On the physical side of things, MiniFreak now features a more traditional piano-style keybed with 37 minikeys. While we love the MicroFreak's touch keyboard, we feel like this change makes sense given the emphasis on being able to play polyphonically, and so MiniFreak will likely feel more comfortable to individuals coming from other traditional synthesizers. To accommodate the additional width provided by the keybed, Arturia took the opportunity to shift controls around, as well as expand the sequencer and arpeggiator functionality. There are also dedicated pitch and modulation touch bars to the left of the keyboard, but these can be repurposed for macro control over multiple parameters, or controlling aspects of the sequencer and arpeggiator as they're running.
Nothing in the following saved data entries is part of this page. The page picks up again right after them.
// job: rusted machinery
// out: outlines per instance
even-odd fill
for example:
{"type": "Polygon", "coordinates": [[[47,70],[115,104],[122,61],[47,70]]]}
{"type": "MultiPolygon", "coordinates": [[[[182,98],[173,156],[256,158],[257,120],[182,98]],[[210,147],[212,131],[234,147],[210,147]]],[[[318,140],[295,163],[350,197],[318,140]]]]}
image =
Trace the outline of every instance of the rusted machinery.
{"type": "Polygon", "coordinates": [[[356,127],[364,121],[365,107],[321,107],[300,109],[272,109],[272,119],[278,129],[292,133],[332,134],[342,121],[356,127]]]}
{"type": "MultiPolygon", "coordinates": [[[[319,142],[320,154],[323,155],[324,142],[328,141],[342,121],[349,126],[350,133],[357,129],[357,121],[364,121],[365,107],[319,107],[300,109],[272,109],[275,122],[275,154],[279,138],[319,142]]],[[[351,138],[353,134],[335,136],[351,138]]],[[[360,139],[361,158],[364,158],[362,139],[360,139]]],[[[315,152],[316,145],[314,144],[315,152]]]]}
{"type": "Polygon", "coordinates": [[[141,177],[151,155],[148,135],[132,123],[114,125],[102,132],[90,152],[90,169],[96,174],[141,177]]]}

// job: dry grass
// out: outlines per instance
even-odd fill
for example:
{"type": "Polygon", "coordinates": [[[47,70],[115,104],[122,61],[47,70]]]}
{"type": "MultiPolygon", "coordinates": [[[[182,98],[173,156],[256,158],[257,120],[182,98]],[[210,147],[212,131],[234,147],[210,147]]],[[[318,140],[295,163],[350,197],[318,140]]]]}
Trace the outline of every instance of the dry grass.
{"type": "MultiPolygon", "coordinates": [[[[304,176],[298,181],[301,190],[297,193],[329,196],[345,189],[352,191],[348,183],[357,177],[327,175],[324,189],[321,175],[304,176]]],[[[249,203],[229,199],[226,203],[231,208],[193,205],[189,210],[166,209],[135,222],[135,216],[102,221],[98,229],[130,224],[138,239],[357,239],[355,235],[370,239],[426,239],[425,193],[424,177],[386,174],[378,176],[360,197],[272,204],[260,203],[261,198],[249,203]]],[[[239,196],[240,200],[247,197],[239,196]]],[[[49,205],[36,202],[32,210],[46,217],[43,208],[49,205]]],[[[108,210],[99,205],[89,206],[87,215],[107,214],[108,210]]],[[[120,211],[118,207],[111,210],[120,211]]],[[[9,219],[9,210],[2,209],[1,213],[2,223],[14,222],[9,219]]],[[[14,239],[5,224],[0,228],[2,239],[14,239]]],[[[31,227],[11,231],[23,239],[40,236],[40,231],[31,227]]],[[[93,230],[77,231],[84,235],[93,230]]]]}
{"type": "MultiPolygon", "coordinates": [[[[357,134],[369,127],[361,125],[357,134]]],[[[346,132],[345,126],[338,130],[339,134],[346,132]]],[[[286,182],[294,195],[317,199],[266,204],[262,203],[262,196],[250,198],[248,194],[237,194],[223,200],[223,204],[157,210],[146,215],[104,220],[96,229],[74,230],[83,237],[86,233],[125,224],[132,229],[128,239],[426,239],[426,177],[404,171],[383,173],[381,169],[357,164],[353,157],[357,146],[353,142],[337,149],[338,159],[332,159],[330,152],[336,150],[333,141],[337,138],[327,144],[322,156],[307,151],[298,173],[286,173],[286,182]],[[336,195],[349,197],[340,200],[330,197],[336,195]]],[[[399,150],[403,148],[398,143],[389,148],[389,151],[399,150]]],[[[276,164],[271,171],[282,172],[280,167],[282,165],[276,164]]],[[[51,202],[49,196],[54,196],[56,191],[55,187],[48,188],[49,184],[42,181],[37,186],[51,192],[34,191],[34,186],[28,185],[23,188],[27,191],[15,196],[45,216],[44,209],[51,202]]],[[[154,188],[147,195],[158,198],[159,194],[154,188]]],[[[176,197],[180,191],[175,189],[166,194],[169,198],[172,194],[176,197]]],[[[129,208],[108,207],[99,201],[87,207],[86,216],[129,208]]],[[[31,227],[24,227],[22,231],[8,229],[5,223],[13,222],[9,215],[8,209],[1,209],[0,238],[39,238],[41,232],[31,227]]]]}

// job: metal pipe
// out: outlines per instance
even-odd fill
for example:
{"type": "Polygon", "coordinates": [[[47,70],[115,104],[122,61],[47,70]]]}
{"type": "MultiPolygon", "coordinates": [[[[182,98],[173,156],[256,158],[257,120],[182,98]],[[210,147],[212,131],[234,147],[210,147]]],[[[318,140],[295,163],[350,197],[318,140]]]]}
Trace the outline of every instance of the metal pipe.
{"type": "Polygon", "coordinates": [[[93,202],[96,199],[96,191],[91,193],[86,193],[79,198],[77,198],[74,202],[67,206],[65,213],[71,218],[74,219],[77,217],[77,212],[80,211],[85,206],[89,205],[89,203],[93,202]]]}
As a nice bonus, MiniFreak comes with a free copy of the MiniFreak V plugin, which is a full software recreation of the MiniFreak. Even the analog filters have been meticulously modeled to behave just like their physical counterparts, which ensures that you can have all of your favorite MiniFreak sounds wherever you can bring your DAW. Modern music making often requires tweaks and adjustments on the go, so it's certainly a nice treat to be able to tweak your sounds when you're away from your hardware synths.
Mini But Mighty
So, given everything we covered above what's actually different between the MicroFreak and the MiniFreak?
- MiniFreak can be polyphonic, instead of just monophonic or paraphonic
- 37 minikeys instead of MicroFreak's 25-note touch keyboard
- Two digital oscillators per voice on the MiniFreak
- MiniFreak offers two LFOs plus custom LFO shaping tools
- MiniFreak features an all-new digital effects engine with three FX slots and 10 effect types
- MiniFreak includes a companion MiniFreak V VST plugin, which offers the same sounds in software format
It's been a treat to see the MicroFreak become so popular, especially given Arturia's continued attention to releasing firmware updates and unlocking hidden features built into the hardware. A true polyphonic version has been continually requested by avid Freak fans, and now that it's here we're sure the MiniFreak is going bring some new sounds to studios all over.